You end up with depleted stock because the fish are unable to keep up with the demand. That’s why farmed fish is so popular these days because we’re told it’s our ‘best option’ and it’s the ‘most sustainable’ even though it’s a hazard to the health of humans and fish. Farmed fish is some of the lowest quality product produced anywhere and yet, we’re consuming more of it than ever.

Impact on key prey species

Everything in the water is based on weather and temperature. This is how marine animals identify when it’s time to do certain things like mate and lay eggs. If the water is warming earlier in the year, prey species like zooplankton could bloom early which means they won’t be present when juvenile fish need them to feed on. Not to mention the fact that these key prey species may not even be in the right location due to the increase in temperature. Some fish may migrate entirely away from their prey species which could force them to travel further to find food or suffer the consequences.

We have to realise that the impact doesn’t always lead to the demise of fish, but it leads to a lower quality of life for them. When they have to struggle more to find food and feel comfortable in the water, it can impact their bioavailability as well. They may feel more sluggish and not come out in the open water as much. This could reduce catch and reproduction rates again furthering the issue of bioavailability.

Algae blooms and ‘The Blob’

In 2016, the North American Pacific Coast became covered in toxic algae containing deadly levels of chemicals, closing down fisheries from the southern-most tip of California up to Alaska. It was called ‘the blob’ and it was a giant algae bloom caused by unusually warm temperatures in the Pacific Ocean. These blooms are becoming more common and they’re responsible for the death of millions of fish. The blob was believed to extend for hundreds of miles and down as much as 300 feet deep.

These algae blooms are a problem for multiple reasons. First, the algae damages fish gills because it reduces the oxygen in the water and makes it harder for the fish to take in enough water. Algae also threatens us because we can consume shellfish like mussels and clams that filter-feed. Even if there isn’t any algae present, these shellfish can still contain the toxic chemicals.

How fisheries are combating rising temperatures

The ultimate question is, what do we do? How do we manage these problems and do so in a sustainable way?

Unfortunately, many fisheries are already feeling the pinch. Many regions have seen dramatic drops in fish populations due to overfishing and climate change. A third of the ocean’s fish stocks are nearly depleted and as the bioavailability of fish continues to decrease, it’s only going to get worse.

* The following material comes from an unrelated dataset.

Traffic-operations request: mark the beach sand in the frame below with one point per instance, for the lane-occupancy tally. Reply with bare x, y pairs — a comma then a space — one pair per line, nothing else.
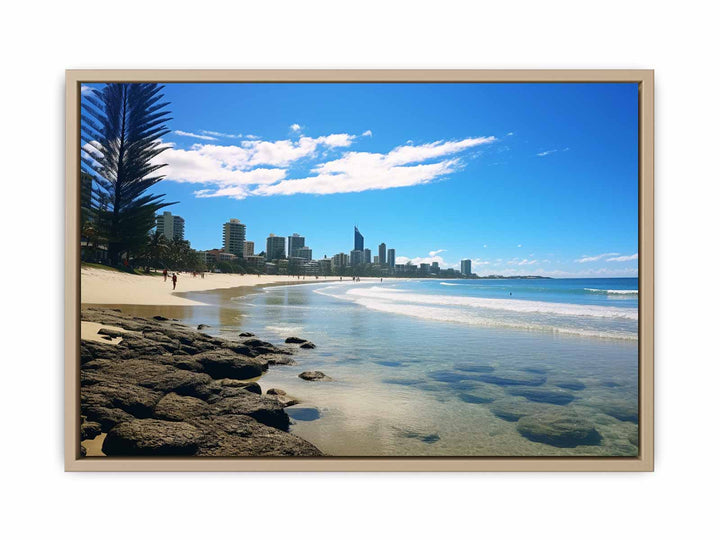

Protecting natural carbon storage is one way that experts believe we can help slow down the increase in temperature. Carbon is stored in trees and soil so by increasing the amount of mangroves, sea grass and salt marshes, it will reduce emissions and help revitalise the ocean. We also need to end bottom trawling on the sea floor which not only destroys the seabed but also releases as much carbon as the entirety of the air travel industry.

Improved regulation is another way. We need to keep close tabs on illegal fishing and especially on the countries most responsible for it. Countries throughout Asia as well as the United States are known for loose policies and minimal enforcement. To restore a dwindling fish population, we need to give fish every chance they have to catch up.

Lastly, everything we put in the water has a direct impact on its quality from something as small as what we wear when we swim to the fossil fuel emissions from fishing boats. We need to engage in sustainable management of our fishing procedures as well as our consumption of seafood. Less waste, less bycatch and better practices will lead to a better future for our fish and our seas.